Pour leur part, les prix restent en quasi-stagnation à Marrakech, à environ 7000 DH pour un appartement de 80 m2 à Guéliz, entre 9 000 et 10 000 DH à l’Hivernage et à partir de 8000 DH à Mohammed VI. A Fès, les loyers stagnent aussi mais restent à un niveau bien inférieur à ce qui est observé dans les autres villes. En effet, dans les quartiers huppés de la ville, à l’instar du centre-ville (Atlas), du quartier Narjiss et de la route d’Imouzzer, les loyers commencent à 2 500 DH pour les appartements d’une superficie de 70 ou 80 m2 et atteignent 4 000 DH dans les deux premiers quartiers et 5000 DH dans le dernier. A Hay Saada et Ain Chqaf, le loyer se négocie dans une fourchette allant de 2 200 à 3 500 DH.

Compte tenu de la conjoncture dans laquelle évolue le secteur immobilier, les professionnels s’attendent à une poursuite de la dynamique du marché de la location, qui devrait certainement être accompagnée d’une légère correction à la hausse des prix. Si le prix du mètre carré à la vente augmente, il devrait forcément tirer avec lui les prix à la location.

Le marché de la location meublée ne se porte pas bien. La demande est faible et les loyers ont baissé ces dernières années. Un agent immobilier casablancais nous confie qu’un appartement de 80 m2 à Palmiers a été loué à 8 000 DH par mois alors qu’il trouvait facilement preneur à 10 000 DH il y a deux ans, sachant qu’il est resté vacant pendant toute cette période. De même, une villa meublée de 180 m2 à Dar Bouazza, restée fermée pendant une année, est mise en location pour une période de 4 mois à 12 250 DH contre 20000 DH il y a 3 ans. Si la location courte durée varie entre 1 et 6 mois dans des villes comme Casablanca et Rabat, elle est comprise entre 3 et 10 jours à Marrakech, Fès, Agadir… Au quartier Guéliz à Marrakech, un appartement est proposé à 1 200 DH la nuitée, contre 1 500 DH quelques années auparavant, soit une baisse de 20%. Le même niveau de baisse est constaté à l’Hivernage ou au centre-ville où des biens meublés sont loués à 800 DH et 450 DH respectivement.
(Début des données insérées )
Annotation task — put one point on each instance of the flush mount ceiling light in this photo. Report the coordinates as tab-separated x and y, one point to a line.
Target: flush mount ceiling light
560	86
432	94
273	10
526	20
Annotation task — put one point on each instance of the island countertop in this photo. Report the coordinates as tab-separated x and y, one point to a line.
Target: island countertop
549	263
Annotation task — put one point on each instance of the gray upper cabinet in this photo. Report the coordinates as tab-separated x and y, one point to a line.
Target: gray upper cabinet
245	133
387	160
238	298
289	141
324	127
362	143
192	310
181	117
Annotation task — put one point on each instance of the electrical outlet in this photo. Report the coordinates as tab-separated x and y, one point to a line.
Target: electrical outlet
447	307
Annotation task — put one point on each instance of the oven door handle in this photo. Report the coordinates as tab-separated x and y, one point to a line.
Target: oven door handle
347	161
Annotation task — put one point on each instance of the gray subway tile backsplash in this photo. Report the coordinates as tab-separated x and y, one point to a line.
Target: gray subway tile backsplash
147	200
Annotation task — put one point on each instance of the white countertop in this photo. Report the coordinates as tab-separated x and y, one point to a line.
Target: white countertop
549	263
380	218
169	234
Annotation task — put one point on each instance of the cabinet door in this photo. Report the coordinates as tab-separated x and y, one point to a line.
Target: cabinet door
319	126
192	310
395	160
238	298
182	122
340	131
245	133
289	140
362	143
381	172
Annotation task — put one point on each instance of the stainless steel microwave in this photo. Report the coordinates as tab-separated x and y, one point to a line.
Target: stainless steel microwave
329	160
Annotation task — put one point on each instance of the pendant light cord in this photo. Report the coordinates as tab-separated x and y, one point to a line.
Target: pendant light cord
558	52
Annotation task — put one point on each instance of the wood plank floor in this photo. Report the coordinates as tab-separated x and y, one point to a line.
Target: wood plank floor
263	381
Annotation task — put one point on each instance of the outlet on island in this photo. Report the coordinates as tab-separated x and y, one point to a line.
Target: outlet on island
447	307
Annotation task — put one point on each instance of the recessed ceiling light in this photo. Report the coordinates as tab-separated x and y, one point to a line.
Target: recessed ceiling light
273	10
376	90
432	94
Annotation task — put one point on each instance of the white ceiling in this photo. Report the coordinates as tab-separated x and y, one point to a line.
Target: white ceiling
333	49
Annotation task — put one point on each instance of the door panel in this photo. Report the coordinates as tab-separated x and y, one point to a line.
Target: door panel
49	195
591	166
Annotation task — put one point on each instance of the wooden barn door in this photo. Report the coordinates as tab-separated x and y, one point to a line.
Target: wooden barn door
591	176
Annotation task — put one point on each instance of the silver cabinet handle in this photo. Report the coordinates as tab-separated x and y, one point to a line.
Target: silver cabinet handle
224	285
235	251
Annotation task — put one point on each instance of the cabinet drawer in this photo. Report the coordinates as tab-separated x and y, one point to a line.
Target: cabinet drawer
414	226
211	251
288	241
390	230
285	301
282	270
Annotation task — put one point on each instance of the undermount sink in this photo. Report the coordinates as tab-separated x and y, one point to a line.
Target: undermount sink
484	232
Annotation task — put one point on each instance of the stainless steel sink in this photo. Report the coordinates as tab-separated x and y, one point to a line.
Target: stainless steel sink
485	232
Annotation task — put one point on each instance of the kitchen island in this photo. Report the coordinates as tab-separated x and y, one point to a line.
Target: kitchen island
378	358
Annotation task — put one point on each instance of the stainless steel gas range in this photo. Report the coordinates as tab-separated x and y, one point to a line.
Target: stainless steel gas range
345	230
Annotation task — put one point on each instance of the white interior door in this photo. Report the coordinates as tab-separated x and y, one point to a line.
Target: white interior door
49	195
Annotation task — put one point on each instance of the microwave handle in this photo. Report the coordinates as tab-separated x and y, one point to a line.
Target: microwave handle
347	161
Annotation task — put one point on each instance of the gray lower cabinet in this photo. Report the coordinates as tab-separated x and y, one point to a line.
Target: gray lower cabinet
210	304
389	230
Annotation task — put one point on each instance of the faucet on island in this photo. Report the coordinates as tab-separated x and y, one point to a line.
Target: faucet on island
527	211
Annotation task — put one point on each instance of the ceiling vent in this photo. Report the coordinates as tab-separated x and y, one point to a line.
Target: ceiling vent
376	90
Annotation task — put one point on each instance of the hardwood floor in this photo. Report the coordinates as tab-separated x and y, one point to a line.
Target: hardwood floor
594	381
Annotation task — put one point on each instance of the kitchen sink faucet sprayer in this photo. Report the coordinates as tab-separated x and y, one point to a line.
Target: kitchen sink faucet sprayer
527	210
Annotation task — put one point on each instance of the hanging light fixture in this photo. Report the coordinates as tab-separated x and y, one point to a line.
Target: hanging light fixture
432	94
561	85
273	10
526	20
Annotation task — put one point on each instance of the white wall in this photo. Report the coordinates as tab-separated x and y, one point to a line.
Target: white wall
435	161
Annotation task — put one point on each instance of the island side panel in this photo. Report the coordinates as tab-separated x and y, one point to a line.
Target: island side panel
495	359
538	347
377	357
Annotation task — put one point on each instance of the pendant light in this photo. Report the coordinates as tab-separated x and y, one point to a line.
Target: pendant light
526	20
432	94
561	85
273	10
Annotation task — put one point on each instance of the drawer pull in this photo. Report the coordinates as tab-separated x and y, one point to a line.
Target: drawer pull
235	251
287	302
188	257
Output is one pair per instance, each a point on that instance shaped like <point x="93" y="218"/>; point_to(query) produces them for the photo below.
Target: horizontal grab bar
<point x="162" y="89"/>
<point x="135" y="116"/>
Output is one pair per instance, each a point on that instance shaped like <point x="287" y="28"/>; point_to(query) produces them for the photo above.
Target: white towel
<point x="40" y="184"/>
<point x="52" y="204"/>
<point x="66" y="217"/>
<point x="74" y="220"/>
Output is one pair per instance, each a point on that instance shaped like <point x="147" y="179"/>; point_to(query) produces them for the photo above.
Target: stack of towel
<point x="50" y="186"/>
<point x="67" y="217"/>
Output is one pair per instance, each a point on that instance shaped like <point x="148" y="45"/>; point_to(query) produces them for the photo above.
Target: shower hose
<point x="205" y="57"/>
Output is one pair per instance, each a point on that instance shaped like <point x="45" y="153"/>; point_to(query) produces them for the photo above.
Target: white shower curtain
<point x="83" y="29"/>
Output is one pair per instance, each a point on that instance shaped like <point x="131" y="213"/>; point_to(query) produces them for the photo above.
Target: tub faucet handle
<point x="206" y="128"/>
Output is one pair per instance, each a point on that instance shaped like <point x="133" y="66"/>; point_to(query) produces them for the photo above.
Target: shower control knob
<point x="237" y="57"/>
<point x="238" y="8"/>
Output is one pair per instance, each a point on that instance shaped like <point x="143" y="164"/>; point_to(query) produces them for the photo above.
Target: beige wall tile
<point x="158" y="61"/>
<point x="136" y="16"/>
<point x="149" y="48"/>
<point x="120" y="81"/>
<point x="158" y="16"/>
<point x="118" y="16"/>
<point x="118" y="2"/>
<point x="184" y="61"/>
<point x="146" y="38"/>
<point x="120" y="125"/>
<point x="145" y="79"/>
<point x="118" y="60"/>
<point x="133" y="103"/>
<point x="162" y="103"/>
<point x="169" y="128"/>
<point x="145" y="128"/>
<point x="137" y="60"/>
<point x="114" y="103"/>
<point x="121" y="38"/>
Dans un contexte de prolongement de la léthargie du marché immobilier et donc de manque visible de transactions, les propriétaires ne peuvent que mettre leurs biens en location en vue d’en tirer un rendement. Le taux de rendement des appartements neufs se situe entre 5% et 6% à Rabat et Casablanca. Parallèlement, vu que les prix des biens neufs ont largement reculé, ils se sont nettement rapprochés des prix des logements de seconde main. Du coup, ces derniers offrent à quelques points de base près le même niveau de rendement que les premiers. Pour le résidentiel touristique, le taux de rendement est plus élevé en dépit de la durée de vacance du bien. Cela s’explique naturellement par le niveau élevé du prix à la location proposé, qui augmente à mesure que la période estivale approche. Ainsi, pour ce segment, un investissement locatif atteint 7% de rendement et peut même pointer à 10% dans les villes à forte affluence touristique.